Even the world-wide network of amateur astronomers can’t catch everything that happens, of course, but the chances are that transient events will be picked up by an amateur first. This isn’t a new situation. The Association of Planetary and Lunar Observers (yes, they use the acronym A.L.P.O. – http://www.alpo-astronomy.org/) has been organizing, recording, and helping people to share observations on the planets, comets, asteroids, and just about everything else in the solar system, for decades. With 14 different “observing sections” covering everything from meteors to remote planets, A.L.P.O. is a great example of people contributing to new knowledge – true citizen scientists. A.L.P.O. even publishes its own journal, in production since the 1940s. Membership is open to anyone interested, whether or not you are making regular observations. They are international and welcome all interests.
There are several ways in which amateurs are contributing to astronomy around the world right now. In addition to observations of Solar System events and the discovery of comets, some are making detailed measurements of the brightness of individual stars over time, called stellar photometry. Many stars are variable, changing their brightness over time for several different reasons. For example, the American Association of Variable Star Observers (http://www.aavso.org/) links up and supports people making observations of stars that are changing brightness because of their intrinsic physics, or even because of orbiting companion stars (occulting binaries).

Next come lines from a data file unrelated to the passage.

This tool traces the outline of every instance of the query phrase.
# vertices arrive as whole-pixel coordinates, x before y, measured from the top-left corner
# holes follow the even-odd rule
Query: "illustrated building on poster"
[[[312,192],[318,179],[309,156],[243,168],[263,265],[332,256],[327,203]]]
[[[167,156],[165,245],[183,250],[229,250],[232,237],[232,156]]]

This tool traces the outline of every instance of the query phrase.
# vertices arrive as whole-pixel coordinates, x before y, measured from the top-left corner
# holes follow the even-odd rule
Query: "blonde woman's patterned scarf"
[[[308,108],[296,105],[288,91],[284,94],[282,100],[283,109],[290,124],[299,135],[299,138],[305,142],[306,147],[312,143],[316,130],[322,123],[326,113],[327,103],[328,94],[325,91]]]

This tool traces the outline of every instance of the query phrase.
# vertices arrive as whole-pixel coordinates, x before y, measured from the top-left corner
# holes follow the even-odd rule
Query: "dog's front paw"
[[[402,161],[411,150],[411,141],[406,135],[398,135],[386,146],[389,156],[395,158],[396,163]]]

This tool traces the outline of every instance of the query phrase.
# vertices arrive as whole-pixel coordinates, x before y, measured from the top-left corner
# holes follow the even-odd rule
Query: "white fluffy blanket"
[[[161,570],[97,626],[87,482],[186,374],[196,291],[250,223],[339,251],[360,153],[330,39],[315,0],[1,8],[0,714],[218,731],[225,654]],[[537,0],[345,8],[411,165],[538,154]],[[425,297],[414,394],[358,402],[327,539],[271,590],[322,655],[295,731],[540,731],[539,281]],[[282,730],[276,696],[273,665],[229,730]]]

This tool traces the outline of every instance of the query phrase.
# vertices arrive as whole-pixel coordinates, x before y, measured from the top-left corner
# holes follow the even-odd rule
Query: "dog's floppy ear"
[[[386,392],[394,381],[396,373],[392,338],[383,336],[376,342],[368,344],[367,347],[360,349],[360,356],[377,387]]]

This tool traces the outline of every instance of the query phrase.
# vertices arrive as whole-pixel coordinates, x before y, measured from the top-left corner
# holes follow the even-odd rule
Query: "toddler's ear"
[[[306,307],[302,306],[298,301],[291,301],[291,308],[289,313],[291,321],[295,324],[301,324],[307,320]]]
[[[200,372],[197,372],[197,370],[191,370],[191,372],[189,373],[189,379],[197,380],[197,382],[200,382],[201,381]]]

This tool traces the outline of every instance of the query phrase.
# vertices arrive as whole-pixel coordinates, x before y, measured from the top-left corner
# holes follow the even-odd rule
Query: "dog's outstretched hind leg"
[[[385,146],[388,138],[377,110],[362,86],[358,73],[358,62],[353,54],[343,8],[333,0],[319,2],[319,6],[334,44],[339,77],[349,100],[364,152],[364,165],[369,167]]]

What’s more, even in today’s light-polluted urban environments, like Southern Ontario, amateur observing programs like these can continue. The moon and the planets out to Saturn, at least, are so bright that useful observations can be made even with the ubiquitous background glow in the sky reducing the contrast of what we can see. Getting involved in a meaningful way in these programs is also not dependent on having large, expensive telescopes. There are observing sections in A.L.P.O. for people observing the sky with nothing more sophisticated than a pair of binoculars, or just their eyes. Knowledge of the sky, patience, and making careful, organized notes are the most important tools any astronomer – amateur or not – brings to the science.